NWS: 90 mph Wind, but Not Tornado, Caused NH Damage

The National Weather Service says straight line winds and a gustnado caused damage in Central New Hampshire, not a tornado.
GRAFTON, N.H. - The National Weather Service in Gray, Maine says straight line winds, and not a tornado, caused serious damage in Central New Hampshire Thursday night.

Based on a survey conducted Saturday, forecasters say winds averaged 55-65 mph along a 7 mile stretch of Grafton around 8:20 p.m. In a few spots, localized downbursts produced winds closer to 90 mph.

Thousands of trees were downed along the path of the storm, which runs from the Kinsman Highway to Prescott Hill Road, across Route 4, and onto Meadow Road.

Minor roof and window damage was also reported in the area.

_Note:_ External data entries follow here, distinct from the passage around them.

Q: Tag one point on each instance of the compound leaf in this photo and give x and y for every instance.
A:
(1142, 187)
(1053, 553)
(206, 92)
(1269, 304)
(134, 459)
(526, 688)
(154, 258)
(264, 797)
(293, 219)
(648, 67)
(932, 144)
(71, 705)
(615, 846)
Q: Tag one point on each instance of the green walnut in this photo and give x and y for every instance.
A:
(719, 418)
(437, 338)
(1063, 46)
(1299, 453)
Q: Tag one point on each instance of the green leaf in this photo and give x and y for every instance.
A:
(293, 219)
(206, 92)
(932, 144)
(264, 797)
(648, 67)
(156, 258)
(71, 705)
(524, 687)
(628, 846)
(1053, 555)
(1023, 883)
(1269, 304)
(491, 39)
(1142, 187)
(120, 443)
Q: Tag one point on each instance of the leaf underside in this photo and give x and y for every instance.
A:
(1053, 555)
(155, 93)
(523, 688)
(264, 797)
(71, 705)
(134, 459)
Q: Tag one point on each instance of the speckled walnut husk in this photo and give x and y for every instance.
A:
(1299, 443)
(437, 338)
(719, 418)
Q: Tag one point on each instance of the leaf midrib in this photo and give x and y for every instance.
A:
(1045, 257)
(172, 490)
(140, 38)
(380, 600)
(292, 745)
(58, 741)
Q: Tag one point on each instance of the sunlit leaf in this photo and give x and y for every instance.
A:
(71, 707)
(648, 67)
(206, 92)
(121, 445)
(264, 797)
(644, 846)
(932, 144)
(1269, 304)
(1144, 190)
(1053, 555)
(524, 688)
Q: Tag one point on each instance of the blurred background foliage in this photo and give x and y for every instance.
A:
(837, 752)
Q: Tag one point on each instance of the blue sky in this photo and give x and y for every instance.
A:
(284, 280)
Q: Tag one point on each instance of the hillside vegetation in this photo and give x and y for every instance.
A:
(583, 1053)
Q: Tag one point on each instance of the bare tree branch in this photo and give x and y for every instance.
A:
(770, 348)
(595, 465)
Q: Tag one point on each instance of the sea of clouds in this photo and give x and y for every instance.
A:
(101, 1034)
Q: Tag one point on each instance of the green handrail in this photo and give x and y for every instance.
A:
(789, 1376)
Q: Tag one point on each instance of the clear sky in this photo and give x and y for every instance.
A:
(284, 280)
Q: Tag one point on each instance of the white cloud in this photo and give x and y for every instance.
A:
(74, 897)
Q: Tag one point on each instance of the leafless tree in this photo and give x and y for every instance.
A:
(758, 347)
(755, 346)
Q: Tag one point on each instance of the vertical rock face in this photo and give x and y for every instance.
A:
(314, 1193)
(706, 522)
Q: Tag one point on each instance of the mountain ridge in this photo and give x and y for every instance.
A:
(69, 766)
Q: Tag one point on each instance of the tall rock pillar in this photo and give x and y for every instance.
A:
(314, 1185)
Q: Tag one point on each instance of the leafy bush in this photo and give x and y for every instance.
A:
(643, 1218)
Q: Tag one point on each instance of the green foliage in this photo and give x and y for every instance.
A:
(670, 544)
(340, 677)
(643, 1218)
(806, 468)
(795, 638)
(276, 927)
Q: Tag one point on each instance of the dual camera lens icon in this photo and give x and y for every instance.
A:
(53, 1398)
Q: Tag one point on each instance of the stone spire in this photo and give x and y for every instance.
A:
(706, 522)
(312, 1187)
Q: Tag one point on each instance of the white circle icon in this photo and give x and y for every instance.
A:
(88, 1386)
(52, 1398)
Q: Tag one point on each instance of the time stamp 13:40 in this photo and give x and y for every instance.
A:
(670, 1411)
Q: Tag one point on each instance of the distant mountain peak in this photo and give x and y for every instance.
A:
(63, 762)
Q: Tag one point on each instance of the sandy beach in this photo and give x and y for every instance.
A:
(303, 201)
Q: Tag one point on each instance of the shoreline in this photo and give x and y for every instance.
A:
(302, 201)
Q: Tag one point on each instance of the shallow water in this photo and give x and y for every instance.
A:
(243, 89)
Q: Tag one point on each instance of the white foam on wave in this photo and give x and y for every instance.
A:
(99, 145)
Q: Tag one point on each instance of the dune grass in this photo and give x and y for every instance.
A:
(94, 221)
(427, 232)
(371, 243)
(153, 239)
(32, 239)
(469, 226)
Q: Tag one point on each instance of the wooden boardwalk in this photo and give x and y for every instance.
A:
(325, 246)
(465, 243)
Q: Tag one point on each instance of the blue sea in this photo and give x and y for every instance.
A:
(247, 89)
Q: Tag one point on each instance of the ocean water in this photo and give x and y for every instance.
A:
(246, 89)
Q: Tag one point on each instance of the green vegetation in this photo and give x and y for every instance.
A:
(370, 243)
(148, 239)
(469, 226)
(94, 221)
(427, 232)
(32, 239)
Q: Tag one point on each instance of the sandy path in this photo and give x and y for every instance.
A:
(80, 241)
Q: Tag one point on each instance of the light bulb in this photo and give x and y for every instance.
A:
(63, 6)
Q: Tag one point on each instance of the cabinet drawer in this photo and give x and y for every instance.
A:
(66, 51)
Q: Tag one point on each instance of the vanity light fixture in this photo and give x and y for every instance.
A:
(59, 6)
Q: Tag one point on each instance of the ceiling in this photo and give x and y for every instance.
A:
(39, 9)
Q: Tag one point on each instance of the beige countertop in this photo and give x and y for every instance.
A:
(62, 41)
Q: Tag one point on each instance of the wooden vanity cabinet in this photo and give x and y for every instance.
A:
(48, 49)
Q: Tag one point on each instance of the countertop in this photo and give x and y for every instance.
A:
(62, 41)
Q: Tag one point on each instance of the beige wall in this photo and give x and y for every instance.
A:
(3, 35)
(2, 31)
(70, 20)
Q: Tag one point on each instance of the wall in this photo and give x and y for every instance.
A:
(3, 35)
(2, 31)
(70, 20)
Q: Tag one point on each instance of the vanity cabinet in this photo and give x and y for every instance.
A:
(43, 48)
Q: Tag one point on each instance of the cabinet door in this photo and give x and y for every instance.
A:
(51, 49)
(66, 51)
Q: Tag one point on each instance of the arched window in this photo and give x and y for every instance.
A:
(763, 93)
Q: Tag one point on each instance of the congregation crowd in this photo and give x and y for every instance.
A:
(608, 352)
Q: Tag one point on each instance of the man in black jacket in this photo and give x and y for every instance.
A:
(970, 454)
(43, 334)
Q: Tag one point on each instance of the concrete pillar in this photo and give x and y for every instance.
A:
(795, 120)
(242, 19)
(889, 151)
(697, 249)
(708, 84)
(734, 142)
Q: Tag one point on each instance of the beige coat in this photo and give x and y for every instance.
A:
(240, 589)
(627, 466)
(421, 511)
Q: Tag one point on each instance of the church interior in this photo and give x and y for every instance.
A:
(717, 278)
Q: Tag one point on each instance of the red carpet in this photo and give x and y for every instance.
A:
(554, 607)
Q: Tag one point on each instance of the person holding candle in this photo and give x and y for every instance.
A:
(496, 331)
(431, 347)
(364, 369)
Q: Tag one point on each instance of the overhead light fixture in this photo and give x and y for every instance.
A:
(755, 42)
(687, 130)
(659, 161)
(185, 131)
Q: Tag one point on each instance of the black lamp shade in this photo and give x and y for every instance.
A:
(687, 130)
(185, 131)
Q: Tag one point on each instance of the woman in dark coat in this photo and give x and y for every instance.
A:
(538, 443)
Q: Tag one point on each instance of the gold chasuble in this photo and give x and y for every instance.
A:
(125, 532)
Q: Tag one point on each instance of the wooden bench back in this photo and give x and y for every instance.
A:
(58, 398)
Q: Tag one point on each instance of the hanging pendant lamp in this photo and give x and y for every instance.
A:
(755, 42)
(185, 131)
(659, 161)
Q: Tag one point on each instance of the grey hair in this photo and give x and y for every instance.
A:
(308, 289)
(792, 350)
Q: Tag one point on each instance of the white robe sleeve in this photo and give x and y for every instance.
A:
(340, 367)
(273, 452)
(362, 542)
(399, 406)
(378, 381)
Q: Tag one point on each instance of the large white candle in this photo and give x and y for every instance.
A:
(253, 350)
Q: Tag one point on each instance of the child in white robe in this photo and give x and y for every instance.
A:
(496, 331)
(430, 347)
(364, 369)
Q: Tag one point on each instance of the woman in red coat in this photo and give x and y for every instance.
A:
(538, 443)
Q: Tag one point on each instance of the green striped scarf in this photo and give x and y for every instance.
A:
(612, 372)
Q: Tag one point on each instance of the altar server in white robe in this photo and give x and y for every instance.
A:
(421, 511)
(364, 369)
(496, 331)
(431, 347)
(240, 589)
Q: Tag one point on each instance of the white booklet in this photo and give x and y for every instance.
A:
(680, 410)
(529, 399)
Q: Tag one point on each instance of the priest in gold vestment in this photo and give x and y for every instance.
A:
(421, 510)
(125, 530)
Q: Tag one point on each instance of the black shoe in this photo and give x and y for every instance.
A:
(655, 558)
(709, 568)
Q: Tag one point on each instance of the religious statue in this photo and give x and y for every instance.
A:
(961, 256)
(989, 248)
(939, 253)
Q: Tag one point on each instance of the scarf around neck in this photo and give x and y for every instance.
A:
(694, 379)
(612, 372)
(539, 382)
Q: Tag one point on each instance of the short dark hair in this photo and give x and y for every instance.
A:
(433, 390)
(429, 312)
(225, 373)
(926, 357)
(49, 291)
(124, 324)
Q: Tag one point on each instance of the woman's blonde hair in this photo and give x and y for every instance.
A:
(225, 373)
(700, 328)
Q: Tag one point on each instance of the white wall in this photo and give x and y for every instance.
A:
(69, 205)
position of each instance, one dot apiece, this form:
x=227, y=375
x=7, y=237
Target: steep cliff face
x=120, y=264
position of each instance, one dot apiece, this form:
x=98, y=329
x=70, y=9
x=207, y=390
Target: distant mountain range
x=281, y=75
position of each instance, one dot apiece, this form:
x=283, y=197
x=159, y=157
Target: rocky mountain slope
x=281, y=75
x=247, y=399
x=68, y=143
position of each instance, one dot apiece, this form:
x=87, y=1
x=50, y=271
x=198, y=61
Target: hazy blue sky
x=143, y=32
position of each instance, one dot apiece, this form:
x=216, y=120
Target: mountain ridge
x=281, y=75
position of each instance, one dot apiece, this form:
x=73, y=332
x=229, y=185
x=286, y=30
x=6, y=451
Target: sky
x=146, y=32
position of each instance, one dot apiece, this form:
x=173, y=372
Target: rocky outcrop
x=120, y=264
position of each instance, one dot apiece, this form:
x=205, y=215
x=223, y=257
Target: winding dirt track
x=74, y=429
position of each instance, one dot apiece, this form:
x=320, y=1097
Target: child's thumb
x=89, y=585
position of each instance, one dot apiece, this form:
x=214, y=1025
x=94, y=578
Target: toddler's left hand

The weather service also found evidence of a gustnado in two areas, one along Prescott Hill Road and another near Meadow Road. A gustnado is essentially low level rotation, or a turning of straight line winds in the lowest levels of the atmosphere. That can sometimes be the result of local terrain.

Unlike a gustnado, a tornado is made of rotation that extends from the ground all the way to the cloud above.